General question on implementing a gradual rollout service

Hi there,

I have a general design questions on implementing a maintenance deployment service. For the design of this service, I have the following goals:

  1. Compared to simple one shot deployment, I would like to design an abstraction layer to gradually rollout the deployment to all nodes with target state. The rollout process itself will watch the state of the host, and use ansible playbook as the tool to cover them.
  2. The rollout process involves smart scheduling, including the understanding of different node pool inside k8s (we have divided the k8s nodes into groups for different teams, and our current concensus is to at most perform maintenance on 1 node of each group to avoid disruption).
  3. The rollout process also will need to be smart enough to detect the nodes to be impacted, check if there is any client traffic running on it, prepare the nodes to be ready for maintenance (condon, drain, etc), and perform custom test after certain node finished maintenance.
  4. The rollout process can also be tracked with clear progress, and audit on the actions.
  5. Rollout process config should be managed for each individual maintenance plans, with approval capability.

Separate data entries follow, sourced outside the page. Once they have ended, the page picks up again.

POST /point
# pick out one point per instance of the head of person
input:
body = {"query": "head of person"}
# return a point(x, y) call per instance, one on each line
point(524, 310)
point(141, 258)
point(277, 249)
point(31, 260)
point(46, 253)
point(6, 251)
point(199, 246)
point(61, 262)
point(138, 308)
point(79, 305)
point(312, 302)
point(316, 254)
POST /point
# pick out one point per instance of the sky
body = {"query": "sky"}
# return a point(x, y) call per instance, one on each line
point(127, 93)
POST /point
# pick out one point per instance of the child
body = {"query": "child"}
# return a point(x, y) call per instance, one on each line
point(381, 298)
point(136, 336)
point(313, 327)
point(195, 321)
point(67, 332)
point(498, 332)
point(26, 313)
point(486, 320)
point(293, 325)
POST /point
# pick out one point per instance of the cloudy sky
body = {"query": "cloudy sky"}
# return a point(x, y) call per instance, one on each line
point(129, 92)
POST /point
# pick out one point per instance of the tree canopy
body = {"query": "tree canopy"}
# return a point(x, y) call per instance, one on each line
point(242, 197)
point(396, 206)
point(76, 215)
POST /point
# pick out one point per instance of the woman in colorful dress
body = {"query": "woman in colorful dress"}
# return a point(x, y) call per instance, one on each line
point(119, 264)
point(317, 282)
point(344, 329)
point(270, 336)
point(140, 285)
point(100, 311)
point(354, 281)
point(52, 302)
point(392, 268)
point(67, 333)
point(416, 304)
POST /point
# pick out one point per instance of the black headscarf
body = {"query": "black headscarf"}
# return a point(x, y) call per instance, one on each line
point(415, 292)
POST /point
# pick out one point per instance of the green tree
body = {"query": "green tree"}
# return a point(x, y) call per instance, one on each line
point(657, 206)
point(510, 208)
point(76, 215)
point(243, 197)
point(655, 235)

Our internal stack relies heavily on ansible for infrastructure automation, so I’m checking the extensibility of ansible awx to be integrated into my current design. From my current observation in the current implementation, I think it is perfect for a simple deployment tracking and management purposes. However, is that easy to integrate the above design on top of the ansible awx to achieve my goal?

Thanks in advance.

Jianan.

It wasn’t clear to me what you meant by this part until I read the rest of your post, which seems to indicate you’re predominantly interested in performing maintenance on k8s cluster nodes. Is that correct? When you talk about deployments, I assume you mean app deployments, but again my interpretation from the rest of your post is you’re mainly interested in performing k8s cluster activities in an ordered way.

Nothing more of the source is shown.